Leading medical editors have made participation in the registry a requirement for those seeking to publish results in their journals. Still, Zarin said, even with registries, there are many trials for which full results are not presented. While there are proposals in Congress to require that study results be entered into registries, Zarin said, none of the bills would mandate independent access to the source data or the entire study protocol.
"So, for example, it would have Merck entering the results on Vioxx," Zarin said. "It would have Pfizer entering the results on Celebrex. We wouldn't know if the data were accurate or if there were an error." (Vioxx, an anti-inflammatory drug of the same type as Celebrex, was withdrawn from the U.S. market in 2004.)
Shannon Brownlee, a fellow at the nonprofit New America Foundation, said the billions of dollars spent on clinical trials can lead to conflicts of interest and subtle effects on the outcomes of the research. She cited a survey in the New England Journal of Medicine of 70 studies on the safety of blood pressure drugs called calcium-channel antagonists. Of those studies whose authors were supportive of the drug, 87 percent had received funding from the company compared to 20 percent of those who were critical of the drug. Another large survey, involving 1,140 original research studies, found strong and consistent evidence that "industry-sponsored research tends to draw pro-industry conclusions."
Brownlee also cited a study last year in the American Journal of Psychiatry of 30 head-to-head trials involving second-generation anti-psychotic medicines. In 90% of the studies, the outcome favored the sponsor's drug. If a drug did well against a competitor in one study, it came in second when the study was funded instead by the competitor.
Clinical trials also can be biased when researchers fail to publish negative results, Brownlee said, or try to gloss over negative findings. In one study, she said, researchers reported that "most adverse events were not serious" when, in fact, seven children had to be hospitalized for side-effects.
Brownlee called for more federal funding of clinical trials and establishment of an Institute for Clinical Evaluation to help assess the quality of clinical trials.
Haseltine, while acknowledging that there have been problems with the conduct of some drug research, said the industry faces deeper underlying problems. "It's not just a question of output from research funding, or problems in the drug approval process," Haseltine said. If clinical trials can be maneuvered and twisted, he added, the drug companies "are not twisting them very effectively." Even if people are tilting the playing field, he said, the overall approval rate is not very good.

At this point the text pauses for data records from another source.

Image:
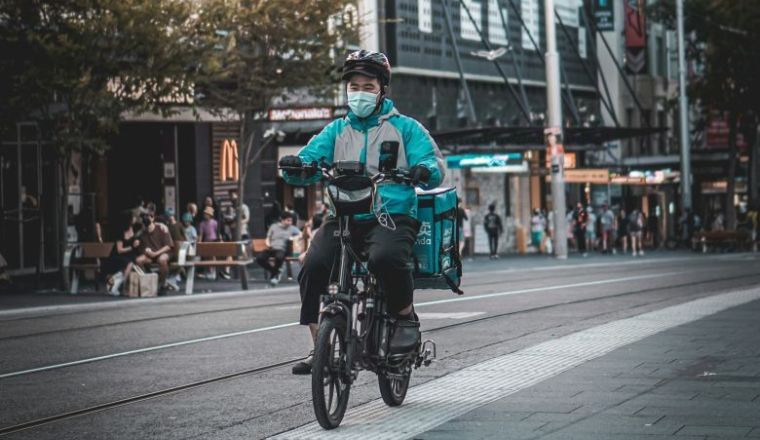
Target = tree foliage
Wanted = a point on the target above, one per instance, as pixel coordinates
(261, 50)
(725, 59)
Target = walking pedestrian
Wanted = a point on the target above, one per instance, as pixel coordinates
(607, 221)
(494, 228)
(580, 218)
(635, 229)
(590, 230)
(464, 247)
(623, 221)
(537, 227)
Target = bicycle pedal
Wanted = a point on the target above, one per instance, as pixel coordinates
(427, 354)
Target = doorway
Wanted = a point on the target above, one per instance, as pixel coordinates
(29, 233)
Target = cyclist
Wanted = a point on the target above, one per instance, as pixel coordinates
(371, 120)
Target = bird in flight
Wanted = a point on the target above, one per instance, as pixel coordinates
(490, 55)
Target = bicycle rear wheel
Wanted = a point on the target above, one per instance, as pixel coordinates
(329, 387)
(393, 389)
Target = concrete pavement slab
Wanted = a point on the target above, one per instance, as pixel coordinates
(696, 397)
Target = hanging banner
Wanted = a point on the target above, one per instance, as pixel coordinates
(635, 24)
(635, 37)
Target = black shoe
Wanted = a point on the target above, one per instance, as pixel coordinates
(304, 367)
(406, 336)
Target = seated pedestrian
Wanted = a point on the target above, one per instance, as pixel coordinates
(192, 209)
(118, 265)
(176, 230)
(278, 238)
(156, 248)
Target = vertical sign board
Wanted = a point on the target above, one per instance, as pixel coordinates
(531, 17)
(425, 16)
(604, 15)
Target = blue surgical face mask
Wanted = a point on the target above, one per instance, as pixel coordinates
(362, 103)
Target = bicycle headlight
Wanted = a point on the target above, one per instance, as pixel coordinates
(332, 289)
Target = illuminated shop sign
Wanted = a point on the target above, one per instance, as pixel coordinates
(300, 114)
(647, 177)
(229, 164)
(507, 160)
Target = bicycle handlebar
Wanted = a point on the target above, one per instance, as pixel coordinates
(398, 175)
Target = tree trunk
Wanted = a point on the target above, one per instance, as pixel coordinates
(242, 168)
(63, 207)
(753, 141)
(731, 186)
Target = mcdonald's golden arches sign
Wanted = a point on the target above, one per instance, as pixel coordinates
(229, 164)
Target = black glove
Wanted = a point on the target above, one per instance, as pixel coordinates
(419, 174)
(290, 162)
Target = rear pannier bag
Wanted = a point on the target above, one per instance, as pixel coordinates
(437, 264)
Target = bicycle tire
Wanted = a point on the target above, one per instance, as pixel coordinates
(393, 391)
(329, 372)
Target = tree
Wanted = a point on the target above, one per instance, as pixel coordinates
(722, 45)
(75, 67)
(266, 50)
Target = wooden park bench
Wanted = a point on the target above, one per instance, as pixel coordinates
(725, 240)
(81, 257)
(216, 255)
(259, 245)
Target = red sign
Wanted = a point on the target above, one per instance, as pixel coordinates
(717, 132)
(635, 24)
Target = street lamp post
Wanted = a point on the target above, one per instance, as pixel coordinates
(553, 133)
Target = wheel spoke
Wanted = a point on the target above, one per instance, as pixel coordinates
(330, 396)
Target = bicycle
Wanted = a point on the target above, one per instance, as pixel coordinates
(355, 327)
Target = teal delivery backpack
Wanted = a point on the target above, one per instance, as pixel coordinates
(437, 263)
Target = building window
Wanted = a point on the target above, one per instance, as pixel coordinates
(645, 142)
(662, 57)
(662, 121)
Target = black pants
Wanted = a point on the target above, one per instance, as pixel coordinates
(493, 242)
(389, 251)
(263, 260)
(580, 238)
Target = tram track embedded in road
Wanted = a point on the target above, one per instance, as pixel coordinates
(259, 370)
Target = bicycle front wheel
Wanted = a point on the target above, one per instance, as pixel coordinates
(329, 372)
(393, 388)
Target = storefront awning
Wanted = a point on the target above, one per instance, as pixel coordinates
(471, 140)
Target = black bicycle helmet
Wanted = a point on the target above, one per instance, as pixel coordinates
(368, 63)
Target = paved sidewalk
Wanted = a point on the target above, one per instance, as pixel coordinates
(24, 294)
(697, 381)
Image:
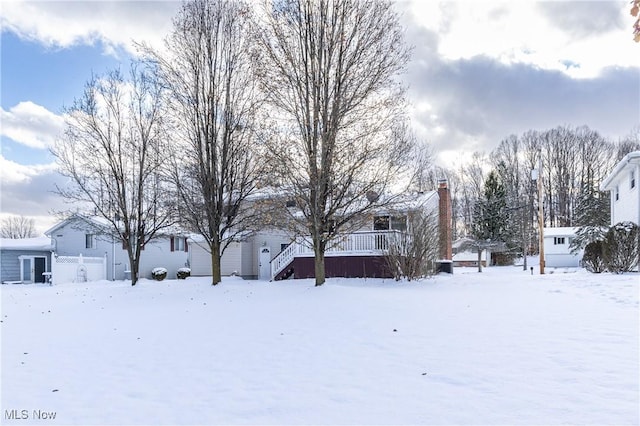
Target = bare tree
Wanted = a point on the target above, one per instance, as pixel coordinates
(328, 68)
(112, 152)
(207, 70)
(17, 227)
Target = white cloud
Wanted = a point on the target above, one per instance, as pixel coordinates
(31, 125)
(546, 35)
(12, 173)
(113, 23)
(30, 191)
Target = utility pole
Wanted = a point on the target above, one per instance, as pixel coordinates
(536, 174)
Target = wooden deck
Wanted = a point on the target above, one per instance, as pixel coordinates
(360, 254)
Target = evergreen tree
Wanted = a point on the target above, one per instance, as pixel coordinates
(592, 215)
(490, 226)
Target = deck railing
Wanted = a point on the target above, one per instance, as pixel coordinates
(360, 243)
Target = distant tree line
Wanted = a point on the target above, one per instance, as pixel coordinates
(495, 198)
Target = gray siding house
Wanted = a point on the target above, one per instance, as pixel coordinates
(26, 260)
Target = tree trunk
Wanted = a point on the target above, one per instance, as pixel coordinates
(216, 276)
(319, 266)
(135, 267)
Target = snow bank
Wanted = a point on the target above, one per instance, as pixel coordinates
(500, 347)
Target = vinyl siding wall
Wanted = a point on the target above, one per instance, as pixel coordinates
(10, 263)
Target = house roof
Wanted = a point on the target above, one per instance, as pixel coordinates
(560, 231)
(628, 161)
(93, 220)
(25, 244)
(101, 223)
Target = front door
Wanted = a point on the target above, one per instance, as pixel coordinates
(264, 265)
(27, 272)
(39, 266)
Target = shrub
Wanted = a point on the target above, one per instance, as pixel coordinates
(159, 274)
(183, 273)
(593, 259)
(621, 247)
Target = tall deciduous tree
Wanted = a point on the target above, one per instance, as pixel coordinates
(17, 227)
(207, 70)
(328, 68)
(112, 152)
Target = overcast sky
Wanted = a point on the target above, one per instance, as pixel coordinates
(480, 71)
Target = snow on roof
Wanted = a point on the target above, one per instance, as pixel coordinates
(560, 231)
(24, 244)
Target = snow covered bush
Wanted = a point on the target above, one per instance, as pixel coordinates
(183, 273)
(593, 260)
(159, 274)
(412, 254)
(621, 247)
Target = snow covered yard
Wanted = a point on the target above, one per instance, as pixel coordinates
(501, 347)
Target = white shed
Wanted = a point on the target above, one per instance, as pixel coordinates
(556, 248)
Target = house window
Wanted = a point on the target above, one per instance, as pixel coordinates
(381, 223)
(178, 244)
(89, 241)
(399, 223)
(385, 223)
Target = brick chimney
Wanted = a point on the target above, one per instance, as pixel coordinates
(445, 220)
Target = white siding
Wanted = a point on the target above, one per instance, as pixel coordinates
(556, 252)
(231, 261)
(69, 240)
(199, 259)
(627, 206)
(274, 239)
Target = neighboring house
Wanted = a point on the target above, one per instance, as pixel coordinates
(25, 260)
(623, 183)
(82, 236)
(556, 248)
(272, 254)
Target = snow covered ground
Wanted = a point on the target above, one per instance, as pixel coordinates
(501, 347)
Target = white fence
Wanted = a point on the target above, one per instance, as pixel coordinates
(78, 269)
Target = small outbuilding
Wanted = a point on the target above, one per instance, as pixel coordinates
(557, 253)
(25, 260)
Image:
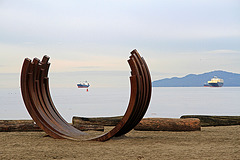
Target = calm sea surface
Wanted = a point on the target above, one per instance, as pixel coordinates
(171, 102)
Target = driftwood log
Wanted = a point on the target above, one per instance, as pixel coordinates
(18, 125)
(104, 121)
(30, 126)
(89, 127)
(215, 120)
(146, 124)
(168, 124)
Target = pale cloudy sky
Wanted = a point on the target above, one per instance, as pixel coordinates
(91, 40)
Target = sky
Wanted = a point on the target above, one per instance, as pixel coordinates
(92, 40)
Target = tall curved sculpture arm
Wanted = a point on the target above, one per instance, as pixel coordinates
(38, 101)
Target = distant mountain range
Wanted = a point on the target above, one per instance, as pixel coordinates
(198, 80)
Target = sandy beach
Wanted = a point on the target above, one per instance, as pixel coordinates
(209, 143)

What's going on? Haseltine argues that the large pharmaceutical companies are "simply too big." They often are looking to develop products aimed at the broadest possible market and with the largest impact on the bottom line. "You develop drugs for a market, not a disease," Haseltine said. "And that is a fundamental mistake." He cited the case of Celebrex. Haseltine said it is an appropriate drug for a small class of patients who would benefit from it. But he said some drug companies are pursuing what he calls a "reverse Cinderella" strategy by trying to "put a small foot into a big shoe."
The net result, he said, is that the industry's ability to translate ideas into new products is "deeply imperiled and threatened." One solution would be to separate the marketing function from the R&D function, Haseltine said. Company officials need to keep very close to the development process. "We need experts with an intuitive, obsessive feel for the science and the disease," he said.